Easy read, good for book clubs, or English classes. America from the point of view of an immigrant family.
Flowing, full of expressions, funny but serious. Gives a window into Iranian culture.
I have traveled to middle east number of times and must say that she paints fairly good picture of her culture.
Some words are difficult or unusual. Over all well written even though the time frame is a little disorganized, but well fitted together.
Don't pass on this one.
I REALLY enjoyed reading this book! I think what made it so enjoyable is that you can more or less substitute your own relatives into some of the stories that she tells. Firoozeh Dumas discusses what it was like to grow up Iranian in America in the 1970s/ 1980s, but she spends a lot of time making you realize that the similarities between your family and hers far outweigh the differences. She keeps a nice balance between making the stories funny but still being respectful of her relatives and their quirks. For instance, you can tell that she really loves her father and respects him, despite his failed attempts at home repair and chronic thriftiness (or perhaps because of these things). The chapters are nice and short, keeping a quick pace throughout the book. Certain tales are funny (her father's reasoning as to why it's not a conflict for him to be Muslim and eat ham & the chapter called "The F-Word" about how her name always gets butchered were particularly notable), others are a bit more touching (such as when she discusses her intelligent aunt who should have gone to school but due to culture was married at an early age or how Firoozeh's mother became a pioneer for other women of her generation by embracing Firoozeh's choice of a husband- a Catholic Frenchman) but still humorous. I am excited to find out that she wrote a sequel and will have to look into getting that in the near future. All-in-all I HIGHLY recommend this book!
This book had me laughing so hard out loud at times. The author details life as an Iranian woman growing up in the United States. She appears to be transparent and is humble as to how she describes herself.
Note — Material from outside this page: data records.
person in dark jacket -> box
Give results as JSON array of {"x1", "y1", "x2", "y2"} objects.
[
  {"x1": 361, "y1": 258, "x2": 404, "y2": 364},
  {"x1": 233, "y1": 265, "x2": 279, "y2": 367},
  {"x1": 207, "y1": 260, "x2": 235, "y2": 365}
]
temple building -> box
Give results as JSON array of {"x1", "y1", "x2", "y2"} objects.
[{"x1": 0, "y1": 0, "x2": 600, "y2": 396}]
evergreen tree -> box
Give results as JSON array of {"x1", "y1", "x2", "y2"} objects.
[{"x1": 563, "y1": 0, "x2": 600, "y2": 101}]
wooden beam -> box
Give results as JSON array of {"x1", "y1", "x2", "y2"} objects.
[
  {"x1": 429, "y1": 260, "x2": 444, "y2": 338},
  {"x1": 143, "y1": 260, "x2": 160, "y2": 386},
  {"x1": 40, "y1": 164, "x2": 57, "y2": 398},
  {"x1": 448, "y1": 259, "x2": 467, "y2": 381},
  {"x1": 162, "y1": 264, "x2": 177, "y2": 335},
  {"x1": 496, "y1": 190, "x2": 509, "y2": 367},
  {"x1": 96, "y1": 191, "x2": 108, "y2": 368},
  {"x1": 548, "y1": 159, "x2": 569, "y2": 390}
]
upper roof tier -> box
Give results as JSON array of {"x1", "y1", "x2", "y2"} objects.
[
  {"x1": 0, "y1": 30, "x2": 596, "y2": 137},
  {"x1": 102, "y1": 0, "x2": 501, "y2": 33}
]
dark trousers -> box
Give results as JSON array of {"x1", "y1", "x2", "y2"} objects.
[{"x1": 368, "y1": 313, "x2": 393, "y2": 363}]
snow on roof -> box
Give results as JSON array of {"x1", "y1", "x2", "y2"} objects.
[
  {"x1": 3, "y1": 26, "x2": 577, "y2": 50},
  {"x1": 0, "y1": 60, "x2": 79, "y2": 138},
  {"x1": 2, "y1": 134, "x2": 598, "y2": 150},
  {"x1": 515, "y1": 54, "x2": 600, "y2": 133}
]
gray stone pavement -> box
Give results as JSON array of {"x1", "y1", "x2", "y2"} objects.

Her father's antics make the book! She describes both cultures and their strengths and weaknesses. I love her tales of her family who are so tightly interwoven into each others' lives. I envy the relationships her kin fostered, and how her French husband accepted and embraced her "tribe". Awesome book that reads very quickly.
Laugh out loud funny - whether you are an American or a recent immigrant to this country - you will love this heartfelt memoir of what it is like to be first generation in the US.
A humerous and touching memoir about growing up as an (Iranian) immigrant in America.